MELBOURNE, Fla. (PRWEB) November 17, 2018
Getting ready for the holidays but dread blowing your diet? Whether you want to keep your weight down or avoid aggravating inflammation, here’s good news: you certainly can enjoy the bounty of the season in a healthy way.
"First of all, good nutrition is always about two things: what we eat and how much," says Ronald Stern, M.D., author of Meals, Movement and Meditation: Using Science, Not Myth, for Healthfulness. He offers four key tips for striking the right balance.
1. Limit portions
There’s overwhelming evidence that a Mediterranean-style diet is the healthiest, which means eating mostly vegetables and fruits and whole grains; but "there’s nothing wrong with eating some turkey, or mashed potatoes, or even pecan pie," says Dr. Stern, who is an interventional pain management specialist at Physician Partners of America.
2. Choose wisely
The key is to not make traditional holiday foods the base of the eating pyramid. In other words, the majority of your food choices and calories should come from green salads and low-fat vegetable dishes, with small servings of meat, refined carbohydrates, and sweet desserts. "Think of meats and starches as the side dishes or garnish to a plant-based meal," says Dr.

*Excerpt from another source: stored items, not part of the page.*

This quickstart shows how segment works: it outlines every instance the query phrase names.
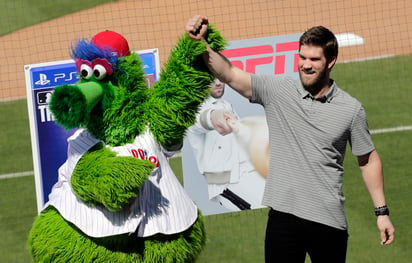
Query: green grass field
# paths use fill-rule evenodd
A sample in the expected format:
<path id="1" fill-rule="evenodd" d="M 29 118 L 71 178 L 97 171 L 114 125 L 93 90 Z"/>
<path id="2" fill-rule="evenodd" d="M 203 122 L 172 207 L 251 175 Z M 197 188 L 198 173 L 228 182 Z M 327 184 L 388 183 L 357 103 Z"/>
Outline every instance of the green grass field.
<path id="1" fill-rule="evenodd" d="M 412 125 L 412 56 L 338 64 L 333 77 L 361 100 L 370 128 Z M 25 100 L 0 103 L 0 174 L 33 168 Z M 354 157 L 345 160 L 344 191 L 349 220 L 347 262 L 407 263 L 412 258 L 410 160 L 412 131 L 373 135 L 385 170 L 386 195 L 396 242 L 379 245 L 373 205 Z M 180 159 L 172 165 L 182 177 Z M 33 176 L 0 180 L 0 262 L 30 262 L 26 240 L 36 213 Z M 199 262 L 263 262 L 267 210 L 207 216 L 208 243 Z M 307 262 L 310 262 L 307 260 Z"/>
<path id="2" fill-rule="evenodd" d="M 0 36 L 115 0 L 0 0 Z M 21 8 L 23 7 L 24 8 Z M 7 18 L 7 19 L 6 19 Z"/>

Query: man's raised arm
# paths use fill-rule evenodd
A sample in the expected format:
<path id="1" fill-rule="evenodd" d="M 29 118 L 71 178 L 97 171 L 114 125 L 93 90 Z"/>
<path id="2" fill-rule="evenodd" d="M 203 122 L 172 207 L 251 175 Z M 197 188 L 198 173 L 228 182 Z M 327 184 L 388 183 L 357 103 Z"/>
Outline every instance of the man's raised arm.
<path id="1" fill-rule="evenodd" d="M 208 28 L 209 21 L 207 17 L 201 15 L 190 18 L 185 26 L 185 30 L 190 38 L 206 43 L 207 52 L 203 58 L 215 77 L 228 84 L 242 96 L 250 99 L 252 97 L 250 74 L 234 67 L 226 57 L 212 50 L 205 40 Z"/>

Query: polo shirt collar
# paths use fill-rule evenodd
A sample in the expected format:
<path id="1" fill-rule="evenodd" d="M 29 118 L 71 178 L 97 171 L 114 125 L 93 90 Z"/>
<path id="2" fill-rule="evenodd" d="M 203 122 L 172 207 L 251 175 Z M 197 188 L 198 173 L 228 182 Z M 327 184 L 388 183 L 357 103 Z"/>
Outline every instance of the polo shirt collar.
<path id="1" fill-rule="evenodd" d="M 333 79 L 331 79 L 331 81 L 332 81 L 332 85 L 331 85 L 329 91 L 328 91 L 324 96 L 322 96 L 322 97 L 320 97 L 320 98 L 316 98 L 316 99 L 315 99 L 315 98 L 312 96 L 312 94 L 310 94 L 309 91 L 307 91 L 307 90 L 302 86 L 302 83 L 300 83 L 300 85 L 299 85 L 299 93 L 301 94 L 302 99 L 311 98 L 311 99 L 313 99 L 313 100 L 317 100 L 317 101 L 320 101 L 320 102 L 322 102 L 322 103 L 325 103 L 325 102 L 328 102 L 328 103 L 329 103 L 329 102 L 333 99 L 333 97 L 336 95 L 336 92 L 337 92 L 337 88 L 336 88 L 336 83 L 335 83 L 335 81 L 334 81 Z"/>

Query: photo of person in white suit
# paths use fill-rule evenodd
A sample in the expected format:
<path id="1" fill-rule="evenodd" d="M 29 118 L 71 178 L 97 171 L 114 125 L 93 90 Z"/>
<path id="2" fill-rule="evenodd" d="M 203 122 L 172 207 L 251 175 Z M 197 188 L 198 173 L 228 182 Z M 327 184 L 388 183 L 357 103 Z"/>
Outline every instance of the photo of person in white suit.
<path id="1" fill-rule="evenodd" d="M 187 138 L 207 182 L 209 200 L 230 211 L 262 208 L 265 178 L 250 162 L 245 151 L 250 147 L 244 147 L 251 142 L 251 130 L 243 128 L 232 105 L 222 98 L 224 90 L 225 84 L 216 79 Z"/>

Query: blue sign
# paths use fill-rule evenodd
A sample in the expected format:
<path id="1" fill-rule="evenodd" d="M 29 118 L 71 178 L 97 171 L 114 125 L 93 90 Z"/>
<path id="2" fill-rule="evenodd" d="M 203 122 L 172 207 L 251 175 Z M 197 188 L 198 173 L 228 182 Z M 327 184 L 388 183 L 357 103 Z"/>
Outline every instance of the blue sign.
<path id="1" fill-rule="evenodd" d="M 157 49 L 138 51 L 143 70 L 151 84 L 159 78 Z M 27 104 L 33 152 L 38 211 L 48 201 L 48 195 L 57 182 L 58 169 L 67 159 L 67 138 L 75 130 L 65 130 L 54 122 L 48 101 L 54 88 L 79 81 L 73 60 L 25 66 Z"/>

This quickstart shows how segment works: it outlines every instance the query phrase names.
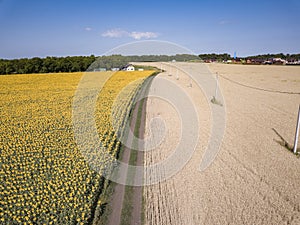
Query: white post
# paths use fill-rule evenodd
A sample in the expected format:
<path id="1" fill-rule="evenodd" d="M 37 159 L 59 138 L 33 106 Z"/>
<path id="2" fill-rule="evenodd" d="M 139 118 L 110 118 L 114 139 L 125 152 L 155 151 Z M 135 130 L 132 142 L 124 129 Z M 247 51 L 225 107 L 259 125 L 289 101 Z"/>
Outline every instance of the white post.
<path id="1" fill-rule="evenodd" d="M 192 71 L 192 66 L 191 65 L 189 65 L 189 71 Z M 190 87 L 192 87 L 192 78 L 191 77 L 190 77 Z"/>
<path id="2" fill-rule="evenodd" d="M 218 86 L 219 86 L 219 81 L 218 81 L 218 72 L 216 73 L 216 90 L 215 90 L 215 99 L 217 99 L 217 91 L 218 91 Z"/>
<path id="3" fill-rule="evenodd" d="M 162 63 L 160 63 L 160 72 L 162 73 Z"/>
<path id="4" fill-rule="evenodd" d="M 179 79 L 179 76 L 178 76 L 178 68 L 176 68 L 176 79 L 177 79 L 177 80 Z"/>
<path id="5" fill-rule="evenodd" d="M 295 133 L 294 154 L 297 153 L 298 137 L 299 137 L 299 125 L 300 125 L 300 105 L 299 105 L 299 109 L 298 109 L 298 118 L 297 118 L 296 133 Z"/>

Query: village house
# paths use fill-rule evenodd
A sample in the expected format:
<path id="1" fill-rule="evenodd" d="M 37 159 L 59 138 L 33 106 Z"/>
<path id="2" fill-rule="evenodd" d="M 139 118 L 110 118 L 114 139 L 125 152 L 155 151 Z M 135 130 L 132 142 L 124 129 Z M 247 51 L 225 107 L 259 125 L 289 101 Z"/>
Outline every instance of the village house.
<path id="1" fill-rule="evenodd" d="M 135 68 L 132 64 L 127 64 L 126 66 L 122 67 L 121 70 L 123 70 L 123 71 L 135 71 Z"/>

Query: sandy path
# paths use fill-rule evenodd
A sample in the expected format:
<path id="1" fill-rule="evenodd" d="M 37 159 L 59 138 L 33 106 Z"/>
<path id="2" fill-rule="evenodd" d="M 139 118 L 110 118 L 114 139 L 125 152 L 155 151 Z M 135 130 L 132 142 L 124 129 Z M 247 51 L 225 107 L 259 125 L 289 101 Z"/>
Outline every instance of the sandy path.
<path id="1" fill-rule="evenodd" d="M 152 80 L 152 78 L 151 78 Z M 145 95 L 145 92 L 147 92 L 151 80 L 148 80 L 150 83 L 145 83 L 144 87 L 140 93 L 141 96 Z M 137 104 L 134 106 L 134 110 L 132 112 L 132 117 L 130 121 L 130 129 L 134 133 L 135 129 L 138 126 L 138 132 L 139 132 L 139 138 L 143 139 L 144 137 L 144 131 L 145 131 L 145 117 L 146 117 L 146 106 L 147 106 L 147 99 L 144 99 L 144 101 L 139 101 Z M 141 108 L 141 113 L 139 113 L 139 110 Z M 138 123 L 137 120 L 140 118 L 140 122 Z M 131 143 L 131 146 L 135 146 L 135 143 L 133 141 L 132 137 L 128 137 L 128 143 Z M 134 148 L 134 147 L 133 147 Z M 138 148 L 142 148 L 142 146 L 138 146 Z M 133 149 L 130 149 L 129 147 L 124 147 L 124 152 L 121 157 L 121 161 L 129 164 L 131 157 L 133 154 Z M 143 166 L 144 164 L 144 152 L 143 151 L 136 151 L 136 160 L 134 162 L 135 165 L 137 166 Z M 123 175 L 127 174 L 127 170 L 123 171 Z M 128 176 L 128 175 L 127 175 Z M 138 176 L 138 175 L 136 175 Z M 128 193 L 127 193 L 128 194 Z M 112 200 L 110 202 L 110 209 L 112 210 L 111 214 L 109 215 L 108 218 L 108 224 L 111 225 L 118 225 L 121 223 L 124 223 L 122 221 L 122 210 L 124 205 L 124 197 L 126 195 L 126 185 L 123 184 L 116 184 L 114 188 L 114 193 L 112 196 Z M 137 186 L 137 187 L 132 187 L 132 190 L 130 190 L 130 195 L 132 196 L 131 199 L 131 215 L 130 215 L 130 224 L 141 224 L 142 223 L 142 212 L 143 212 L 143 187 L 142 186 Z"/>
<path id="2" fill-rule="evenodd" d="M 132 113 L 132 118 L 130 121 L 130 129 L 132 131 L 134 131 L 134 129 L 135 129 L 137 115 L 138 115 L 138 108 L 139 108 L 139 104 L 136 104 L 136 106 L 133 110 L 133 113 Z M 128 141 L 128 143 L 132 143 L 132 138 L 131 138 L 131 140 Z M 131 154 L 131 149 L 125 146 L 121 161 L 128 164 L 129 159 L 130 159 L 130 154 Z M 138 157 L 141 158 L 141 156 L 138 156 Z M 124 174 L 127 174 L 127 171 L 123 171 L 123 172 L 124 172 Z M 119 183 L 115 184 L 114 193 L 112 196 L 112 200 L 110 202 L 110 209 L 112 211 L 108 218 L 108 225 L 118 225 L 121 223 L 121 214 L 122 214 L 122 208 L 123 208 L 123 200 L 124 200 L 124 196 L 125 196 L 125 188 L 126 188 L 126 185 L 119 184 Z M 136 191 L 138 191 L 138 190 L 136 190 Z M 136 201 L 138 201 L 138 200 L 136 200 Z M 138 205 L 141 205 L 141 201 L 139 201 Z M 137 208 L 137 206 L 134 207 L 135 210 L 136 210 L 136 208 Z M 139 215 L 141 215 L 141 213 Z"/>
<path id="3" fill-rule="evenodd" d="M 141 123 L 139 127 L 139 138 L 143 139 L 145 131 L 145 117 L 146 117 L 146 106 L 147 99 L 143 101 L 143 108 L 141 113 Z M 137 152 L 136 166 L 142 166 L 144 163 L 144 152 Z M 133 199 L 132 199 L 132 215 L 131 224 L 139 225 L 142 223 L 142 212 L 143 212 L 143 187 L 132 187 L 133 188 Z"/>
<path id="4" fill-rule="evenodd" d="M 211 76 L 207 65 L 177 65 L 199 74 L 200 79 Z M 299 67 L 215 64 L 210 69 L 247 85 L 300 91 Z M 200 90 L 187 87 L 189 79 L 183 74 L 176 80 L 169 73 L 159 76 L 177 82 L 196 102 L 200 141 L 193 158 L 179 173 L 144 188 L 145 223 L 300 224 L 300 160 L 273 140 L 278 137 L 272 131 L 275 128 L 293 142 L 300 96 L 257 91 L 220 78 L 226 101 L 225 136 L 213 164 L 200 172 L 210 135 L 210 103 Z M 176 111 L 158 99 L 147 102 L 146 129 L 158 113 L 172 132 L 156 150 L 145 154 L 145 165 L 165 159 L 180 137 Z"/>

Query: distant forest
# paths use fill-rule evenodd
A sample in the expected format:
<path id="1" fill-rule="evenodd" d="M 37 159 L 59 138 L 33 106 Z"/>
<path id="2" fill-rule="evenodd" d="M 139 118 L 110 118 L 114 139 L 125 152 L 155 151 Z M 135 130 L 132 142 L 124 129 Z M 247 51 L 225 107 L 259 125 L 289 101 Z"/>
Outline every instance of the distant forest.
<path id="1" fill-rule="evenodd" d="M 299 60 L 300 54 L 266 54 L 245 57 L 243 59 L 282 58 L 285 60 Z M 184 61 L 224 61 L 232 59 L 229 54 L 201 54 L 189 55 L 178 54 L 168 55 L 144 55 L 144 56 L 67 56 L 67 57 L 46 57 L 46 58 L 22 58 L 22 59 L 0 59 L 0 74 L 30 74 L 30 73 L 58 73 L 58 72 L 79 72 L 94 71 L 100 68 L 110 70 L 121 68 L 129 62 L 169 62 L 176 60 Z"/>
<path id="2" fill-rule="evenodd" d="M 265 55 L 255 55 L 255 56 L 248 56 L 243 59 L 261 59 L 261 60 L 269 60 L 273 58 L 280 58 L 288 61 L 292 60 L 300 60 L 300 54 L 265 54 Z"/>
<path id="3" fill-rule="evenodd" d="M 68 56 L 46 58 L 22 58 L 0 59 L 0 74 L 29 74 L 29 73 L 59 73 L 93 71 L 99 68 L 121 68 L 129 62 L 168 62 L 191 61 L 199 59 L 195 55 L 180 54 L 168 55 L 145 55 L 145 56 Z"/>
<path id="4" fill-rule="evenodd" d="M 224 60 L 231 60 L 233 57 L 231 57 L 229 54 L 201 54 L 199 55 L 199 58 L 202 60 L 212 60 L 212 61 L 218 61 L 222 62 Z M 300 54 L 264 54 L 264 55 L 254 55 L 254 56 L 247 56 L 247 57 L 237 57 L 239 59 L 247 60 L 247 59 L 260 59 L 260 60 L 269 60 L 273 58 L 280 58 L 284 60 L 300 60 Z"/>

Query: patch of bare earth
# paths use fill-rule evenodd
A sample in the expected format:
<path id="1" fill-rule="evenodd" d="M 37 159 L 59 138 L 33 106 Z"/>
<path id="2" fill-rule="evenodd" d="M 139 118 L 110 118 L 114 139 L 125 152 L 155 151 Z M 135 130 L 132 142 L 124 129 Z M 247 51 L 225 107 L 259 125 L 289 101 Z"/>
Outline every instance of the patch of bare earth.
<path id="1" fill-rule="evenodd" d="M 248 86 L 300 92 L 300 67 L 176 65 L 200 80 L 218 72 Z M 145 224 L 300 224 L 300 159 L 274 141 L 278 136 L 272 130 L 293 143 L 300 95 L 259 91 L 219 77 L 226 130 L 216 159 L 200 172 L 211 135 L 210 99 L 195 86 L 188 87 L 184 74 L 179 73 L 178 80 L 168 74 L 159 76 L 177 82 L 194 100 L 200 139 L 192 159 L 179 173 L 144 187 Z M 159 99 L 147 101 L 145 136 L 151 118 L 158 114 L 168 132 L 160 146 L 144 154 L 145 166 L 164 160 L 180 138 L 176 111 Z"/>

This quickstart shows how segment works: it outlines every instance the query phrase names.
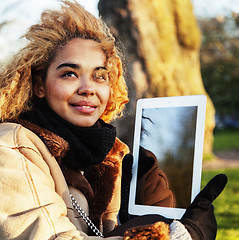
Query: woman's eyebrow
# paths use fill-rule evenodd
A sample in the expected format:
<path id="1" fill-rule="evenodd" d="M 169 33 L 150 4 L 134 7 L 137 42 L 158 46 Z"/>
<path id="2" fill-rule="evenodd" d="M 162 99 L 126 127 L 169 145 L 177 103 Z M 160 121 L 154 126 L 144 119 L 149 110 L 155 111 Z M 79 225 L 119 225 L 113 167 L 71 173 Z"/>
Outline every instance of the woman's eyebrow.
<path id="1" fill-rule="evenodd" d="M 80 66 L 78 64 L 75 64 L 75 63 L 62 63 L 56 69 L 60 69 L 60 68 L 63 68 L 63 67 L 70 67 L 70 68 L 74 68 L 74 69 L 80 69 Z"/>
<path id="2" fill-rule="evenodd" d="M 81 66 L 78 65 L 78 64 L 75 64 L 75 63 L 62 63 L 60 64 L 56 69 L 60 69 L 60 68 L 63 68 L 63 67 L 70 67 L 70 68 L 73 68 L 73 69 L 80 69 Z M 94 70 L 107 70 L 106 67 L 96 67 Z"/>
<path id="3" fill-rule="evenodd" d="M 103 70 L 107 70 L 107 68 L 106 67 L 96 67 L 94 70 L 101 70 L 101 69 L 103 69 Z"/>

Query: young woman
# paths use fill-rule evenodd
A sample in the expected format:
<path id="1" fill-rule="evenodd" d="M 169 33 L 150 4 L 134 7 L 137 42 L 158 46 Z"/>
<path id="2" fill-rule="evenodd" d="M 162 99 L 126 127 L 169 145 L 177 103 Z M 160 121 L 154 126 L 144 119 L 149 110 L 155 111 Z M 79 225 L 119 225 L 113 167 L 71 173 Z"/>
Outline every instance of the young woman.
<path id="1" fill-rule="evenodd" d="M 122 239 L 139 224 L 112 232 L 129 152 L 109 124 L 128 102 L 114 38 L 71 1 L 26 38 L 0 74 L 0 239 Z M 159 219 L 137 231 L 169 237 L 170 221 L 144 223 Z"/>

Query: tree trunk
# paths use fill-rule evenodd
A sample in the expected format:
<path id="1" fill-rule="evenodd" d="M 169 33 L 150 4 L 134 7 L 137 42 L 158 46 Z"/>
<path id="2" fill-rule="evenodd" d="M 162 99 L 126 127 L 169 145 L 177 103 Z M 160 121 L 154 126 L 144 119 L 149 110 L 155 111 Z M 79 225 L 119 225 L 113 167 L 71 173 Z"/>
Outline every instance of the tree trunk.
<path id="1" fill-rule="evenodd" d="M 201 33 L 190 0 L 100 0 L 99 12 L 126 48 L 130 102 L 116 122 L 132 147 L 136 101 L 207 95 L 200 72 Z M 207 95 L 204 156 L 212 155 L 215 110 Z"/>

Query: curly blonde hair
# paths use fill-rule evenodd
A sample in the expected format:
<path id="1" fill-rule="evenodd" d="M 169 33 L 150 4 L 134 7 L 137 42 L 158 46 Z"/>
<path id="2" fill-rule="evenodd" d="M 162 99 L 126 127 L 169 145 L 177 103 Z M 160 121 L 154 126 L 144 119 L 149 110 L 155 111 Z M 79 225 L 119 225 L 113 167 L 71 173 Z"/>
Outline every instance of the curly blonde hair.
<path id="1" fill-rule="evenodd" d="M 120 52 L 105 23 L 75 0 L 63 0 L 60 10 L 47 10 L 39 24 L 25 34 L 27 45 L 0 73 L 0 121 L 16 119 L 31 107 L 36 76 L 46 77 L 57 51 L 76 37 L 99 42 L 106 54 L 111 95 L 101 118 L 111 122 L 122 115 L 128 102 Z"/>

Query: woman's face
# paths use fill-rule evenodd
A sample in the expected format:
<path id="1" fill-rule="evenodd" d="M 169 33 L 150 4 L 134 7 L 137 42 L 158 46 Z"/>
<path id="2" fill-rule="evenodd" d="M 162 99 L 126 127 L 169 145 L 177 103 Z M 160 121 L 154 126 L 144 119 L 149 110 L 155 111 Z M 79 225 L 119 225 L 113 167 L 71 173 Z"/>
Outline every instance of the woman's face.
<path id="1" fill-rule="evenodd" d="M 106 56 L 99 43 L 74 38 L 58 51 L 46 80 L 35 88 L 63 119 L 80 127 L 93 126 L 110 97 Z"/>

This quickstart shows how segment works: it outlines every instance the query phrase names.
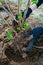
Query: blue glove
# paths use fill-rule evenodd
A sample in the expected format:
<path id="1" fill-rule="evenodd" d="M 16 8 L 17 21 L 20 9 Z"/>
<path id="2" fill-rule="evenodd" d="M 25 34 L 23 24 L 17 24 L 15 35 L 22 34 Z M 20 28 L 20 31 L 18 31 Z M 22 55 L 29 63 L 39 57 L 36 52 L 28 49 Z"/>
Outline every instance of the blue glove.
<path id="1" fill-rule="evenodd" d="M 30 40 L 30 42 L 27 43 L 27 47 L 24 47 L 22 51 L 29 52 L 32 50 L 32 47 L 36 44 L 40 36 L 43 35 L 43 27 L 37 27 L 30 32 L 24 33 L 24 37 L 27 37 L 30 34 L 33 34 L 33 38 Z"/>

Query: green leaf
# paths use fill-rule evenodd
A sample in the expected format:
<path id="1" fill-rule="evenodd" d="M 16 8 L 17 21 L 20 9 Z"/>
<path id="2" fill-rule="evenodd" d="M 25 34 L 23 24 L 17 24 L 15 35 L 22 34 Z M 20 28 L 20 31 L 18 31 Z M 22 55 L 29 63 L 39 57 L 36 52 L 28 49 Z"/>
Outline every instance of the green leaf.
<path id="1" fill-rule="evenodd" d="M 2 0 L 0 0 L 0 5 L 2 5 Z"/>
<path id="2" fill-rule="evenodd" d="M 20 27 L 18 27 L 18 28 L 17 28 L 17 30 L 19 30 L 19 31 L 20 31 L 20 30 L 21 30 L 21 28 L 20 28 Z"/>
<path id="3" fill-rule="evenodd" d="M 18 19 L 19 19 L 19 20 L 22 19 L 22 13 L 18 14 Z"/>
<path id="4" fill-rule="evenodd" d="M 31 28 L 30 25 L 26 21 L 24 22 L 23 27 L 25 29 L 30 29 Z"/>
<path id="5" fill-rule="evenodd" d="M 11 29 L 8 30 L 8 35 L 7 35 L 8 40 L 10 40 L 12 38 L 12 32 L 13 31 Z"/>
<path id="6" fill-rule="evenodd" d="M 37 4 L 38 0 L 32 0 L 33 4 Z"/>
<path id="7" fill-rule="evenodd" d="M 7 35 L 7 39 L 10 40 L 12 38 L 12 35 Z"/>
<path id="8" fill-rule="evenodd" d="M 2 0 L 0 0 L 0 2 L 2 3 Z"/>

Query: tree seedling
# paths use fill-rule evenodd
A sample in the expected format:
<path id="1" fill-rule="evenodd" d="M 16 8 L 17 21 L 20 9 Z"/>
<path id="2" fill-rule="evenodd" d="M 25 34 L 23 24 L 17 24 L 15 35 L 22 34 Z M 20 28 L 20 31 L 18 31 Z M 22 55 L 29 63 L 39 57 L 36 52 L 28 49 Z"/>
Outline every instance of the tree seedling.
<path id="1" fill-rule="evenodd" d="M 30 25 L 26 21 L 24 22 L 23 27 L 25 29 L 30 29 L 31 28 Z"/>
<path id="2" fill-rule="evenodd" d="M 8 40 L 10 40 L 12 38 L 12 32 L 13 31 L 11 29 L 8 30 L 8 35 L 7 35 Z"/>
<path id="3" fill-rule="evenodd" d="M 22 13 L 18 14 L 18 19 L 19 19 L 19 20 L 22 19 Z"/>

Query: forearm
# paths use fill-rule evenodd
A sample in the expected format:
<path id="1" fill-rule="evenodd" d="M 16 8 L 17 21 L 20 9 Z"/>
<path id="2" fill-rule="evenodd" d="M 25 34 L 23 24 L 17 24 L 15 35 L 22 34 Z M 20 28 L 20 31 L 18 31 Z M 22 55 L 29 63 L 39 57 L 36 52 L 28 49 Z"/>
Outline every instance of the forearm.
<path id="1" fill-rule="evenodd" d="M 38 0 L 37 4 L 33 4 L 32 6 L 30 6 L 30 8 L 28 8 L 27 12 L 26 12 L 26 18 L 28 18 L 30 16 L 30 14 L 37 9 L 41 4 L 43 3 L 43 0 Z M 25 11 L 24 11 L 25 12 Z M 26 19 L 25 18 L 25 19 Z"/>
<path id="2" fill-rule="evenodd" d="M 21 13 L 22 13 L 22 17 L 24 17 L 24 15 L 25 15 L 25 17 L 24 17 L 24 20 L 26 20 L 29 16 L 30 16 L 30 14 L 35 10 L 35 9 L 37 9 L 41 4 L 43 3 L 43 0 L 38 0 L 38 3 L 37 4 L 33 4 L 32 6 L 30 6 L 30 8 L 28 8 L 28 9 L 26 9 L 26 10 L 24 10 L 24 11 L 22 11 Z M 26 13 L 25 13 L 25 11 L 26 11 Z M 18 20 L 18 15 L 16 15 L 16 20 Z"/>
<path id="3" fill-rule="evenodd" d="M 27 42 L 27 47 L 23 48 L 22 50 L 25 51 L 25 52 L 29 52 L 32 50 L 33 46 L 36 44 L 37 42 L 37 39 L 36 38 L 32 38 L 30 40 L 30 42 Z"/>

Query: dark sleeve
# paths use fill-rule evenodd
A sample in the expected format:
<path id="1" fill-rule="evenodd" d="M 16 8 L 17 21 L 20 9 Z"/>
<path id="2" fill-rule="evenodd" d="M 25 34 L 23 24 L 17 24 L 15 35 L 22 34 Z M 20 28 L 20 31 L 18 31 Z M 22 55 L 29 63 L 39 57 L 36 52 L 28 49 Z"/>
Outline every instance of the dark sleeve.
<path id="1" fill-rule="evenodd" d="M 43 0 L 39 0 L 38 3 L 36 4 L 37 7 L 39 7 L 43 3 Z"/>
<path id="2" fill-rule="evenodd" d="M 15 27 L 18 26 L 18 23 L 15 20 L 13 20 L 13 26 L 15 26 Z"/>
<path id="3" fill-rule="evenodd" d="M 32 13 L 32 9 L 31 9 L 31 8 L 28 8 L 27 14 L 26 14 L 26 18 L 28 18 L 31 13 Z M 25 19 L 26 19 L 26 18 L 25 18 Z"/>
<path id="4" fill-rule="evenodd" d="M 24 10 L 24 11 L 21 12 L 21 13 L 22 13 L 22 17 L 24 16 L 24 12 L 25 12 L 25 11 L 26 11 L 26 10 Z M 32 9 L 31 9 L 31 8 L 28 8 L 27 13 L 26 13 L 26 18 L 28 18 L 31 13 L 32 13 Z M 26 18 L 25 18 L 25 19 L 26 19 Z"/>
<path id="5" fill-rule="evenodd" d="M 0 7 L 0 12 L 1 12 L 1 11 L 3 12 L 3 11 L 5 11 L 5 10 L 4 10 L 2 7 Z"/>
<path id="6" fill-rule="evenodd" d="M 43 0 L 38 0 L 38 3 L 36 4 L 37 8 L 43 3 Z M 24 11 L 25 12 L 25 11 Z M 32 13 L 32 9 L 28 8 L 27 10 L 27 14 L 26 14 L 26 18 L 28 18 L 30 16 L 30 14 Z M 25 18 L 25 19 L 26 19 Z"/>
<path id="7" fill-rule="evenodd" d="M 36 4 L 37 8 L 38 8 L 42 3 L 43 3 L 43 0 L 38 0 L 38 3 Z M 22 13 L 22 17 L 24 16 L 24 12 L 25 12 L 25 10 L 21 12 L 21 13 Z M 32 9 L 31 9 L 31 8 L 28 8 L 27 13 L 26 13 L 26 18 L 28 18 L 31 13 L 32 13 Z M 25 19 L 26 19 L 26 18 L 25 18 Z M 16 19 L 18 19 L 18 15 L 16 16 Z"/>

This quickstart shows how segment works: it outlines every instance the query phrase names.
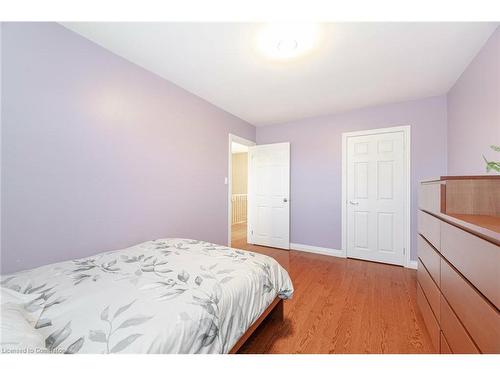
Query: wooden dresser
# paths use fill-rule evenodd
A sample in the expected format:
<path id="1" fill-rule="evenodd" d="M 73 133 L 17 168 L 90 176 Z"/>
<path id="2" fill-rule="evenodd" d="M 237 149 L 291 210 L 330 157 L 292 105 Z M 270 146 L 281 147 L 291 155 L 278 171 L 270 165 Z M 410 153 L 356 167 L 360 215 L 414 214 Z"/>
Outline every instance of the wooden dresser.
<path id="1" fill-rule="evenodd" d="M 439 353 L 500 353 L 500 176 L 419 191 L 417 303 Z"/>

Stern.
3. Make smart substitutions
If you’re hosting dinner, get creative without sacrificing traditional favorites. It’s easy to switch out whole-grain breads for the white dinner rolls,healthy vegetable dishes instead of the high fat, creamy bean casseroles, and make a healthy sweet potato casserole instead of the heavily sugared, high-calorie version. Do a search for some healthier versions of your family’s favorites; they’re easy to find.
4. Get some exercise
Almost as traditional as turkey and pumpkin pie is fighting for couch space after dinner. It’s a myth that turkey makes you sleepy. While the meat is rich in the sleep-inducing amino acid tryptophan, research shows it’s the combination of carbs, overeating and alcohol that makes us feel tired. Instead, gather the family and take a walk after the meal.
"Food will always be the centerpiece of the winter holidays," says Dr. Stern, "but it only takes a few small changes to start a new tradition and create healthy holiday meals." And those meals can be just as memorable and satisfying.